Si Thierry Mandon a effectivement souligné que, passée l’urgence de stabiliser la situation de la rentrée 2016, il était nécessaire de repenser globalement la structuration du master, la régulation entre les cycles licence et master et de créer un outil de type plateforme d’orientation, comme le préconise la FAGE, le reste des réponses apportées a été d’une vacuité effrayante. Bien qu’elle adhère naturellement à l’idée, revendiquée depuis de longs mois, d’une concertation devant proposer des solutions pour fluidifier l’orientation entre la licence 3 et le master 1, la FAGE tient tout de même à faire remarquer à Thierry Mandon qu’il a lui-même créé la situation d’urgence qu’il brandit comme prétexte pour opérer en deux temps.
A l’occasion d’une réponse à une nouvelle interpellation sur la question du master, la ministre Najat Vallaud-Belkacem a livré une tribune engagée et virulente contre la sélection, qualifiée de « rétrograde » et nuisible à la démocratisation. Nous pourrions nous en satisfaire si l’unique objet de ce laïus, plus zélé qu’utile, n’avait été de camoufler l’absence flagrante d’ambition sur le dossier du master. Bien entendu, la sélection à l’entrée de l’enseignement supérieur est un leurre et un péril fatal pour la démocratisation de l’enseignement supérieur. Bien sûr, l’instauration d’une barrière sélective aveugle entre les cycles licence et master serait inepte.
Pourtant, si la ministre était sincère sur cette vision de la sélection, pourquoi donc aurait-elle permis une rallonge de 60 M€ à Polytechnique visant à soutenir le développement de formations sélectives ? Si son long et enflammé propos était réellement l’illustration fidèle de sa pensée politique, pourquoi ne s’attaque-t-elle pas aux formations sélectives et motrices de reproduction sociale que sont les CPGE et autres Sciences Po, ENA et Polytechnique ! Que Najat Vallaud-Belkacem en soit assurée, si elle décidait de cela, elle trouverait sans réserve la FAGE à ses côtés. Mais elle ne le décidera pas.
Elle ne le fera pas car l’unique but de ce propos était d’expliquer, tout en étant la première ministre depuis 1984 à instaurer la sélection en second cycle, qu’elle n’était pas en train de le faire. Ce jeu de dupes, la FAGE refuse d’y participer. De toutes manières, le ministère peut déjà compter sur ses laquets pour en assurer le service après-vente auprès des étudiants, véritables perdants de l’opération.

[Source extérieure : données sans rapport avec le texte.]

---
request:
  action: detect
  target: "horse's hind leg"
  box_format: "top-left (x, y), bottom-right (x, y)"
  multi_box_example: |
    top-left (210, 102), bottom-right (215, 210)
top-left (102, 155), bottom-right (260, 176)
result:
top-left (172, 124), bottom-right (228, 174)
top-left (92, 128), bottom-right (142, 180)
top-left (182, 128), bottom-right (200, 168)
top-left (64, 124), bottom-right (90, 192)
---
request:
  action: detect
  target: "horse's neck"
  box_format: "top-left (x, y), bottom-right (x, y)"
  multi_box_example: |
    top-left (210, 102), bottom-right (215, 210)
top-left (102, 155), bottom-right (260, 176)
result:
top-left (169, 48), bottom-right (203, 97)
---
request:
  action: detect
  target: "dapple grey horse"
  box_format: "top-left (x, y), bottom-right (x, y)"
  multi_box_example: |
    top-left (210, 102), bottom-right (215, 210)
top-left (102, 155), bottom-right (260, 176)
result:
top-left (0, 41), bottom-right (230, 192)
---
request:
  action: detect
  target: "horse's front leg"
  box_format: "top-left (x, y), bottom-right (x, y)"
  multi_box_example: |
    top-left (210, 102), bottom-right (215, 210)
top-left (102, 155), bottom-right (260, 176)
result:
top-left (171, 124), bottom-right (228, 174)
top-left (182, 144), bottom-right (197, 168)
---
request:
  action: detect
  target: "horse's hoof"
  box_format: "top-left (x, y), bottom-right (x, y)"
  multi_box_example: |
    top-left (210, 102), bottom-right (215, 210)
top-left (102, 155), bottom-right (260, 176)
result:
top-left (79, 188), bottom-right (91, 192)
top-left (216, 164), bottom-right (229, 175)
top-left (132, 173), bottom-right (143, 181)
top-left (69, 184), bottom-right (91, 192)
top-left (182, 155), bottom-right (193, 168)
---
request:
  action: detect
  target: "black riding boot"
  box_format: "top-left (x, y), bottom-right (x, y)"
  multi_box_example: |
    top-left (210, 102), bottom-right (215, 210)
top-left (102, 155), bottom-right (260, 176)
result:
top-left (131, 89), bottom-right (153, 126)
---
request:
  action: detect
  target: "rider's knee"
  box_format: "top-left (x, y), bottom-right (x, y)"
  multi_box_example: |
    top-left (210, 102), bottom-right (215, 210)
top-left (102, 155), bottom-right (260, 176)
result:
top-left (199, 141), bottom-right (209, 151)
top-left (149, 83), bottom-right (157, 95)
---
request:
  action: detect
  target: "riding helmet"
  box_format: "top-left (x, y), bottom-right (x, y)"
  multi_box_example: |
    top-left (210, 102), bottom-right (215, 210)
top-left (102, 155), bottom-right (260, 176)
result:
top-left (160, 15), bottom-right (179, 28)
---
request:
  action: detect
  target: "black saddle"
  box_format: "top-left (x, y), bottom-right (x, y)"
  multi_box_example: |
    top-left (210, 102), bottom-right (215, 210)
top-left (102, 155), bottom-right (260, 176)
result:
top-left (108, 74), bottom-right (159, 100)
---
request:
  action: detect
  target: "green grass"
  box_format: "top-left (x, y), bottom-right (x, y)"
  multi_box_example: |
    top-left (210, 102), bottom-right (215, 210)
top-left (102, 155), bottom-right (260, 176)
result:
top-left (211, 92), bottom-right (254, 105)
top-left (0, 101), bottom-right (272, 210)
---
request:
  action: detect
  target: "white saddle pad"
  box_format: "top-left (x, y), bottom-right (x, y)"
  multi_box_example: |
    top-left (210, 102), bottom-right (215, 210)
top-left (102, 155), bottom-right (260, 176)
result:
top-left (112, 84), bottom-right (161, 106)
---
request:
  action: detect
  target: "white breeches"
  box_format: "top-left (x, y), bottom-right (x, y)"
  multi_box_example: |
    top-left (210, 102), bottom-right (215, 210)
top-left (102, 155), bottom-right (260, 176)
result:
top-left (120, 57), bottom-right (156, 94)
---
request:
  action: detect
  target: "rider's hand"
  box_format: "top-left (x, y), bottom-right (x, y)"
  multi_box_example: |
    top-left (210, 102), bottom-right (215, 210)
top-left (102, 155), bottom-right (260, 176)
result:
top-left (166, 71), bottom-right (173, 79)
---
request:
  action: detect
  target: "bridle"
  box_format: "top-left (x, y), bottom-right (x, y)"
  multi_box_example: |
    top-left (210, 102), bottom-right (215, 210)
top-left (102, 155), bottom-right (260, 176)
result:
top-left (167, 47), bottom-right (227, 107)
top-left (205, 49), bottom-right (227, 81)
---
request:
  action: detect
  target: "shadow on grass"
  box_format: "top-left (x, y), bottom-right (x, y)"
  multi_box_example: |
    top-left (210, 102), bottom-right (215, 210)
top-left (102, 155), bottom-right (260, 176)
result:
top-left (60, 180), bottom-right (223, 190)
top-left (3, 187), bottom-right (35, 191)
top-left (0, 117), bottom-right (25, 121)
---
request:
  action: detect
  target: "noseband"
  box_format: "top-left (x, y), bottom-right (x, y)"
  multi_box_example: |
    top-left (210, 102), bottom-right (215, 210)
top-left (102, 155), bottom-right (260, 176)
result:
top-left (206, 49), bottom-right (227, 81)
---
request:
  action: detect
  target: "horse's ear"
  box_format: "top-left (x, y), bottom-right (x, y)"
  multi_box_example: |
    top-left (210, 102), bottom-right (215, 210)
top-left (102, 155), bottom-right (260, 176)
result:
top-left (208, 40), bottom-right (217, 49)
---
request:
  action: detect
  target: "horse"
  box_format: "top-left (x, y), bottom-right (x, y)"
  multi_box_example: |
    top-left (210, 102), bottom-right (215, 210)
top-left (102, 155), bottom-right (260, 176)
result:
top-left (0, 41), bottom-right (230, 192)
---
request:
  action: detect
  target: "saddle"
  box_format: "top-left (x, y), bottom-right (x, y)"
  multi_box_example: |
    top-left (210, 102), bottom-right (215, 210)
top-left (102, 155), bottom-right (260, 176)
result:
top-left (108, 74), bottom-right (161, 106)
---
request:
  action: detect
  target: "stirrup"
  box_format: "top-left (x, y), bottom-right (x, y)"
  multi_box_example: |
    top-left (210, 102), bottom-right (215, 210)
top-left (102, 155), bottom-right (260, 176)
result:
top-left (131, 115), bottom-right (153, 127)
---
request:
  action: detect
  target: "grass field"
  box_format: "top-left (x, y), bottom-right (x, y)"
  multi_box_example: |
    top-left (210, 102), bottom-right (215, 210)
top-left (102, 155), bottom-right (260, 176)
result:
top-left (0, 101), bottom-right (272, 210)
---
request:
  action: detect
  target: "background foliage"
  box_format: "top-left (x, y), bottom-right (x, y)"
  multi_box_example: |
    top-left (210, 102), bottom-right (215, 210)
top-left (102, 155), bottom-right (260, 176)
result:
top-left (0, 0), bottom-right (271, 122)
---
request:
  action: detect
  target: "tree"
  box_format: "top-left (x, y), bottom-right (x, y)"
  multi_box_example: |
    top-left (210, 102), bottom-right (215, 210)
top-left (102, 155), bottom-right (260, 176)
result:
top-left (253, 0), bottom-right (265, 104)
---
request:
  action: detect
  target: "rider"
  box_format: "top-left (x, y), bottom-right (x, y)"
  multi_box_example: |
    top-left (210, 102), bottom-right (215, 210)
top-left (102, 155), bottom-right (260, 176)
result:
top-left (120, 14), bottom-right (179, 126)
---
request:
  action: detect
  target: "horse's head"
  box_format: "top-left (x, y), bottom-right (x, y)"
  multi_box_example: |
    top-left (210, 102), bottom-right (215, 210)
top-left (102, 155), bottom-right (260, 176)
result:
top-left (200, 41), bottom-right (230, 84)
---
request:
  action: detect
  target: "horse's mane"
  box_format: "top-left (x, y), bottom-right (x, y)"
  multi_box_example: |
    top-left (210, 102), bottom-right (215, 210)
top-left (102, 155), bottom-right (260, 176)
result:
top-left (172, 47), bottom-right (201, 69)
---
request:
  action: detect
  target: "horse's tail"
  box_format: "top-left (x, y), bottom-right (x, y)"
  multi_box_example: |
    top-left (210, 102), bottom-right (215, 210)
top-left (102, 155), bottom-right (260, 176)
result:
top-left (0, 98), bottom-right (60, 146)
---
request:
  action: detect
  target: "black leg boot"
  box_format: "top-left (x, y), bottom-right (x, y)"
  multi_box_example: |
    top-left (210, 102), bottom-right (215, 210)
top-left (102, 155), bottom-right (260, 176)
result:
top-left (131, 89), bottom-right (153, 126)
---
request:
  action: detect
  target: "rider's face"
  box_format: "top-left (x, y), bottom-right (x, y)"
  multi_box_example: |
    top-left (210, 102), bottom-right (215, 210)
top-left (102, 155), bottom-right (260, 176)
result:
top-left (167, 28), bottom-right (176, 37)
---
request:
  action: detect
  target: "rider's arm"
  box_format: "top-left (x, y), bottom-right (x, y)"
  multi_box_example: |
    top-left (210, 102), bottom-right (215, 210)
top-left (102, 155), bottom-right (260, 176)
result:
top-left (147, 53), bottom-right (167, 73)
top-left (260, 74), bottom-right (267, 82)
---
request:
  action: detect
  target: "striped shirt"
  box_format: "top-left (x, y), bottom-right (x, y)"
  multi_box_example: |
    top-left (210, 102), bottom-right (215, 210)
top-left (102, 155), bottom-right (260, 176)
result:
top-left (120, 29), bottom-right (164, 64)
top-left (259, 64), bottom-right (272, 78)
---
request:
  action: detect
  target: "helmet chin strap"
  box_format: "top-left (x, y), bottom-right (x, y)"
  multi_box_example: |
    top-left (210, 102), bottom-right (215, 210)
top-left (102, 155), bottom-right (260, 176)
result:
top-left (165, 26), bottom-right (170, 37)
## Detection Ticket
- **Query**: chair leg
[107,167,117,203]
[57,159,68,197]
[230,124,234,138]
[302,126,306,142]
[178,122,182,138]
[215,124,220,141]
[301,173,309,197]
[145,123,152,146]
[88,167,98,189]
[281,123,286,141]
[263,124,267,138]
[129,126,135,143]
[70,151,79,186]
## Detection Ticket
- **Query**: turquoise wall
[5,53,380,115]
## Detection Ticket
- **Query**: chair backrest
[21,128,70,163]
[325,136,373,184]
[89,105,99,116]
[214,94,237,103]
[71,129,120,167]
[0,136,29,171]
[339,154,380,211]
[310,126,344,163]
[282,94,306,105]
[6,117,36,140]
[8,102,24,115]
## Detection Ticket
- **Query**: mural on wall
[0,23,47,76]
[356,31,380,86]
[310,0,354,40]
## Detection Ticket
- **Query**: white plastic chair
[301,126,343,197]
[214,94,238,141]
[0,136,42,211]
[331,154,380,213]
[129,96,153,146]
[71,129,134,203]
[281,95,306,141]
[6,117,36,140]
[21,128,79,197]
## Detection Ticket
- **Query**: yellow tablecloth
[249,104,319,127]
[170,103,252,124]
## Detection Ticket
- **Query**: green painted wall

Perdants, car tant qu’on ne remettra pas en question le master universitaire afin de le rendre cohérent avec les standards européens et lisible pour son éco-système, ce sont bien les étudiants du service public d’enseignement supérieur qui seront pénalisés. Il le seront par un système dans lequel on décharge les établissements privés de toutes forme de responsabilité sociale et au sein duquel on ne permet pas à l’Université de bénéficier d’un diplôme phare rénové, ambitieux et offrant à tous l’accès à l’excellence d’une formation combinant habilement un adossement à la recherche et une professionnalisation aigüe.
Après avoir déchargé ses responsabilités sur l’avis du conseil d’état tout en suspendant les concertations, le ministère s’apprête à en faire de même sur la Conférence des Présidents d’Universités en les mandatant de l’établissement de la liste des formations autorisées à sélectionner. Habile, le ministère poursuit de botter en touche, et se garde bien de mettre les mains dans la mécanique.
La situation actuelle, qui ne satisfait aucune des parties prenantes, incarne la primauté de l’urgence et de la communication politique sur l’intérêt général et la vision stratégique de long-terme. Le master, diplôme spécialisant, adossé à la recherche et ayant vocation à rayonner devrait être l’objet de toutes les attentions quant à sa portée stratégique, son organisation et les objectifs collectifs qui lui sont fixés. Au lieu de cela, il est abandonné à son triste sort, faute d’une ambition transcendant les clientélismes.